At 09:28 PM 1/2/1999 -0500, rob.rice wrote:

I just got a new WD2500JBRTL hard drive I can format it reiser filesystem I
can write to it I can ls it BUT when ever I try to read from (cp,du,mv,tar)
it my computer locks up it also locks up when I try to run any reiser file
system util on it right now I'm waiting to hear from award's bios update site
for an update for my bios because my bios can't see that this hard drive is
larger than 137 GB BUT my kernel can see this hard drive as a 250GB hard
drive is there some hdparm setting I can use to fix this or some module I can
load or is this hard drive to large to be used in one partion with reiser
filesystem or is there a kernel patch I need to use in order to accesses this
drive

boycott western digitall for not support linux (and tell them so I have told
them this is the last hard drive I will buy form them until they support
linux)

Calm down, Rob. Based on what you have reported, it is way too early to call for a boycott, or even to complain at all to WD.


The 137 GB problem you see is a BIOS problem. Maybe the latest BIOSes get around it (I don't own anything new enough to test this), but most older ones don't. Linux can see the full 250 GB because it doesn't use the BIOS values to get drive capacity information. Last I knew, Windows (at least through Win2K) had a worse time with these super-big drives than Linux does, because it does rely on the BIOS settings ... I have a couple of unused auxiliary IDE controllers that Maxtor packaged with its largest drives for awhile to let Windows users get around the 137 GB limit.

If you are not using this drive as your root (/) filesystem ... in practice, that usually means it is not /dev/hda ... then ignore the BIOS problem and let Linux handle that part. If you are using it for boot and root, you'll have to partition it, at least enough that the BIOS and lilo (or your bootloader of choice) can find the kernel to load it.

I haven't yet used a drive this size as the boot drive, but if I were to do so, I'd probably try something like this:

        /dev/hda1       about 50 MB, mount as /boot
        /dev/hda2       swap, whatever size you need or want
        /dev/hda3       about 120 GB, mount as /
        /dev/hda4       remainder, probably mount as /home

This is probably not the only arrangement that would work, and I can't actually guarantee that it would work. But it likely would. Oh, and I would make hda1 ext2, just to be safe.

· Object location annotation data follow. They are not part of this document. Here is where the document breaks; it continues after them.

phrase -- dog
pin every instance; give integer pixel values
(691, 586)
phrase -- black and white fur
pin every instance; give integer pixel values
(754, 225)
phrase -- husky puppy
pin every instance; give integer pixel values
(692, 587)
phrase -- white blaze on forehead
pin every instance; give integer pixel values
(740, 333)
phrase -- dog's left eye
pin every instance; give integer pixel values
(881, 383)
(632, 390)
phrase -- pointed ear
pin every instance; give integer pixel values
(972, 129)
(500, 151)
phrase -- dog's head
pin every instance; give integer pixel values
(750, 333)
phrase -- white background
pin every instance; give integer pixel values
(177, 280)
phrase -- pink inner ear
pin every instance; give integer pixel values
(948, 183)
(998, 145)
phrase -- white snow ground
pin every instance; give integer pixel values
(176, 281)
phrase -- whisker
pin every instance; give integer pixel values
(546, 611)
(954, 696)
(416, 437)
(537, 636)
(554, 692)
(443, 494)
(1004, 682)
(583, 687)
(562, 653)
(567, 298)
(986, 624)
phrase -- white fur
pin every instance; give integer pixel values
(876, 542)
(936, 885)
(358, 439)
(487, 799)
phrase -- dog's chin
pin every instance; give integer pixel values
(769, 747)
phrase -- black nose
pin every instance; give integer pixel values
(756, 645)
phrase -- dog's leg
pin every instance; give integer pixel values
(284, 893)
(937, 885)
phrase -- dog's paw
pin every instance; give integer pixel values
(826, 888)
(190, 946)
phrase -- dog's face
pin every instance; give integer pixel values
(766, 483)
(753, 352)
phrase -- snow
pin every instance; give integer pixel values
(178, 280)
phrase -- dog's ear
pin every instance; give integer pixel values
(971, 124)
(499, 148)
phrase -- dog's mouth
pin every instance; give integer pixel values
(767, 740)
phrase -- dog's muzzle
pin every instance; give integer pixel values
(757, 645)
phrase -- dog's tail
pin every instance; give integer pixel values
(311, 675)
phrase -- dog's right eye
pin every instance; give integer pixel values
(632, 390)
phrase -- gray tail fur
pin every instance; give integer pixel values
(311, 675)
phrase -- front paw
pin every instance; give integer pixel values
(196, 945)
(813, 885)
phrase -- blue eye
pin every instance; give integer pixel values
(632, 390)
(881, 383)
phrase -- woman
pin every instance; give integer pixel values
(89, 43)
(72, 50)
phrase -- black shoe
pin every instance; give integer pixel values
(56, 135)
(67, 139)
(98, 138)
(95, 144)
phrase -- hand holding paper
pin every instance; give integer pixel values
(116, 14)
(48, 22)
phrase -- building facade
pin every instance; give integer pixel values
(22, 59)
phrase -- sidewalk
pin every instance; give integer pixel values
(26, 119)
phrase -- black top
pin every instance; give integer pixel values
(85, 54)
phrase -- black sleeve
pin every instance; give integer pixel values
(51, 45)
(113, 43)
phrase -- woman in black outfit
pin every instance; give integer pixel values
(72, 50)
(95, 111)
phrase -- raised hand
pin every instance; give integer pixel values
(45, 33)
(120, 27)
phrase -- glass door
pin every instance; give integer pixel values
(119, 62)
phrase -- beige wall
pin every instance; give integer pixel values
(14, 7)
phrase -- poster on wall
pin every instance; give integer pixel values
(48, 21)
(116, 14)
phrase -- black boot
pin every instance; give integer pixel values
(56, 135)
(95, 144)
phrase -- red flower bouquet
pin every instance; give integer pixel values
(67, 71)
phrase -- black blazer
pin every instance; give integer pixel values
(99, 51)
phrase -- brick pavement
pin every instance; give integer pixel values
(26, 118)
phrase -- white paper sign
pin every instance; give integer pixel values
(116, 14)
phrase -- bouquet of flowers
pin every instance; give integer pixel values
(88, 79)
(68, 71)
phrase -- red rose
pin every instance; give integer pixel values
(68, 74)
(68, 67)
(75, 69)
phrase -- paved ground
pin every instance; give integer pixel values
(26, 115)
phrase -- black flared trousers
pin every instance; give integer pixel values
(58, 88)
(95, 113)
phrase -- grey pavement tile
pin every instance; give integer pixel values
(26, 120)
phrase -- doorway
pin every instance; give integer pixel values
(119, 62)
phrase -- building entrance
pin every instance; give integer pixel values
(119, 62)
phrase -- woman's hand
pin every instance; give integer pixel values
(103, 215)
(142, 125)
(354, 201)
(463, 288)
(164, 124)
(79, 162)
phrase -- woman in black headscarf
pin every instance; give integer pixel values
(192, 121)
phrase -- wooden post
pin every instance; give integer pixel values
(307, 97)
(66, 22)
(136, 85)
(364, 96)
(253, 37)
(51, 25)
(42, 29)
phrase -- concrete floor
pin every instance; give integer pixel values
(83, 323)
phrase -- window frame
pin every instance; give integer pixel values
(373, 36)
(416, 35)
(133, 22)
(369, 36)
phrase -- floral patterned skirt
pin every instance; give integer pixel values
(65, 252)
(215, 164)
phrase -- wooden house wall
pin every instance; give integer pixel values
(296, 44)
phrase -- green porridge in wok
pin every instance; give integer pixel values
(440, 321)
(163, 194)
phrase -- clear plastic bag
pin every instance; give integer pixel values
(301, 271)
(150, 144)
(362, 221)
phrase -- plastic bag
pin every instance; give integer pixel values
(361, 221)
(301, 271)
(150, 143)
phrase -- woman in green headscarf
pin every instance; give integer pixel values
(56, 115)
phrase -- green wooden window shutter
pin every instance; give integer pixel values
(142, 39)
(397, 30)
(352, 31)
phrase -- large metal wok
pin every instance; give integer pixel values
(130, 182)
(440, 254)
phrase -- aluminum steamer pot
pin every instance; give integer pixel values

Beyond that ... please describe the problem more carefully. You say ls works, and ls does require reading the drive. With a 250 GB drive, the other commands you mention all either do (du) or might (depending on unreported details) involve a WHOLE LOT of reading on a 250 GB drive, which can take a long time (minutes, even if everything IS workingg right). So please test more systematically, and please be as exact as you can about what you are calling "locks up" (for example, does the console not respond if you press ENTER while a cp or mv or tar operation is running? if you run top in another xterm or console or telnet or ssh session, can you switch to it and does it continue to run?). Can you cat or more a short text file, or does that cause a hang? What about df?

One thing you should check (this is true of any IDE drive, any size) is that you have DMA enabled. If you use hdparm to query the drive settings, it will report using_dma as on or off. If it is off, set it (as root) with

        hdparm -d 1 /dev/hd*

replacing * with the right drive designator. If DMA is not enabled, the sorts of operations you report cas causing the "lock ups" will be painfully slow with the size drive you have, and annoying slow with any modern drive (by which I mean 40 GB and up).

I don't run reiserfs here, but I've run drives ranging from 160 GB to 250 GB for well over a year now, using ext2 and ext3, with no trouble at all, in non-boot settings.

Finally, if you want technical help with kernel details, it helps to mention what kernel you are using and what distro it is from (because all distros I know of customize their kernels, at least a little bit).